Je refuse de me prétendre ‘pataphisycien, le mot s’est choqué l’ygrec a glissé, se prenant pour Sisyphe. L’ « i » en a profité. C’est bien pour dire que l’ambition de l’opportunisme s’infiltre et pénètre bien des choses! Je suis un importuniste, si ça n’existe pas je l’invente; si c’était là déjà alors je veux dire, peut-être, autre chose que ce que je dis! Qu’en sais-je? Plus que toi et moins que le plancher. Oups, que la terre j’veux dire! La terre oui car tu es le ciel. Non, de grâce, ne le tuez pas! Il est gentil…

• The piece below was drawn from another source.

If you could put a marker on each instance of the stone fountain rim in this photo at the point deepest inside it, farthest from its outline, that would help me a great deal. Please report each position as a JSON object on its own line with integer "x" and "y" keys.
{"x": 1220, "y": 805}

Qu’est-ce qui naît si je meurs? Sont-ce les vers, les miens? Meurs et deviens poussière d’étoile, poussière et pourriture : l’union qui engendre les vers! Et si c’était par la mort que commençait toute la littérature d’imagination?

 

« Écris comme si tu étais en train de mourir. En même temps, dis-toi que tu écris pour un public uniquement composé de malades au stade terminal. Après tout, c’est le cas.»[1]

 

Contrairement à ce qu’il peut sembler, la ‘pataphysique n’est pas une théorie critique ou une opposition haineuse. Et, elle est beaucoup plus qu’une mouette rieuse. Bien qu’elle n’adhère jamais aux doctrines proposées, la ‘pataphysique n’enlève pas à la philosophie son apport généreux à l’égard des développements réflexifs d’un art de la pensée. Au contraire, ses nombreux outils et matériaux deviennent les pièces d’un jeu auquel tout pataphysicien s’adonne avec ardeur, intensité et joie. C’est que la ‘pataphysique ne peut s’empêcher de pointer discrètement et implicitement, entre deux lignes, un doigt hilarant en direction des sciences exactes d’abord; puis par ricochet, lorsque son regard revient croiser l’œil ouvert philosophique, elle ne peut s’interdire un sourire moqueur, bien qu’accompagné la plupart du temps d’un clin d’œil vert complice prêt à bourgeonner d’idées neuves.

Ce qui amuse la ‘pataphysique et ce dans quoi elle s’abuse, ce sont les dogmes hilarants et les spéculations hypothétiques dérivées et même valides quoique indémontrables faute d’accès à l’information véritable. En fait la ‘pataphysique (elle-même élucubration avouée) n’a qu’un but ultime : faire de la vie un jeu. Un jeu pour faire rire, un jeu pour faire peur, un jeu qui se meurt.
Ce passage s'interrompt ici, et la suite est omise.